Un juzgado federal de California ha dado la razón a Anthropic en su enfrentamiento a la Administración Trump. Según recogen en The Verge, la jueza Rita F. Lin considera que su designación de “riesgo para la cadena de suministro” fue una represalia contraria a la Primera Enmienda. Pero con este cambio de tornas ¿ahora qué?
El origen está en los límites militares
Para ponernos en contexto, recordemos que todo empezó cuando el Pentágono quiso ampliar sus contratos con Anthropic para permitir cualquier uso legal de la inteligencia artificial. Anthropic mantuvo aquí dos líneas rojas: la vigilancia masiva y las armas letales autónomas.

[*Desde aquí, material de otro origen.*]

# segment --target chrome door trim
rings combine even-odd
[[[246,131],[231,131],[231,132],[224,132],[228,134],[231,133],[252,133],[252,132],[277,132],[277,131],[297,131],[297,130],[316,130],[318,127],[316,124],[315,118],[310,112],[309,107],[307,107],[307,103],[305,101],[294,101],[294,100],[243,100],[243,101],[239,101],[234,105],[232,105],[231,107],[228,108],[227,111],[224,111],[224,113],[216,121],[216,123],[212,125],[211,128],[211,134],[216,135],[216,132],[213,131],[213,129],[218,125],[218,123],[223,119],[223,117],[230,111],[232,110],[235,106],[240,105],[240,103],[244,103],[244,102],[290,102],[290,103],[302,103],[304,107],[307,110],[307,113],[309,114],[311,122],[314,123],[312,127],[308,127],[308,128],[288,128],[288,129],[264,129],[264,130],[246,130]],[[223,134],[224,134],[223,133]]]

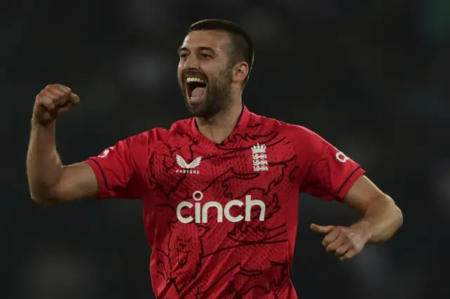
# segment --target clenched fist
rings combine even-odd
[[[46,124],[78,104],[79,98],[70,88],[60,84],[47,85],[37,96],[33,120]]]
[[[326,234],[322,245],[326,248],[326,252],[334,253],[341,260],[348,260],[359,253],[369,239],[364,230],[352,227],[311,224],[311,229],[316,232]]]

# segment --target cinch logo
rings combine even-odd
[[[203,199],[203,193],[201,191],[195,191],[192,197],[196,201],[200,201]],[[245,221],[250,221],[252,207],[254,206],[259,206],[261,208],[261,212],[259,213],[259,221],[264,221],[266,215],[266,204],[259,199],[252,199],[250,195],[245,195],[245,203],[233,199],[229,201],[223,207],[220,203],[217,201],[208,201],[202,206],[200,202],[196,202],[195,204],[192,204],[189,201],[181,201],[176,206],[176,218],[180,222],[183,223],[190,223],[194,221],[194,218],[192,216],[185,217],[181,215],[181,210],[183,208],[192,208],[195,206],[195,223],[207,223],[208,222],[208,209],[210,208],[214,208],[217,209],[217,222],[221,222],[224,221],[224,215],[225,218],[230,222],[237,222],[242,221],[244,219],[244,216],[242,215],[238,215],[233,216],[230,213],[230,208],[233,206],[243,206],[245,205]]]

Tras la disputa, el Gobierno clasificó a Anthropic como riesgo para la cadena de suministro y avanzó en sus acuerdos con Google, Microsoft, SpaceX y, especialmente, con OpenAI.
La decisión judicial llega en un momento peculiar, pues justo nos estamos planteando cuestiones de responsabilidad mientras la IA decide, por su cuenta, atacar y acceder a servicios externos ante ciertas peticiones. El caso del ataque de ChatGPT a Hugging Face es, sin duda, el más llamativo.
¿Qué cambia a partir de ahora?
El Pentágono tiene toda libertad para elegir a sus proveedores. La sentencia, sin embargo, limita sustancialmente el alcance de las medidas que el gobierno puede tomar ante una discrepancia sobre las condiciones de contratación. Con esto, Anthropic recupera el margen de trabajar con el Gobierno manteniendo sus propias restricciones de seguridad.
En un comunicado, la empresa ha afirmado que quiere trabajar de forma productiva con el gobierno, por lo que la IA militar, en última instancia, dependerá tanto de sus propias capacidades como de las reglas que las empresas y los gobiernos puedan acordar.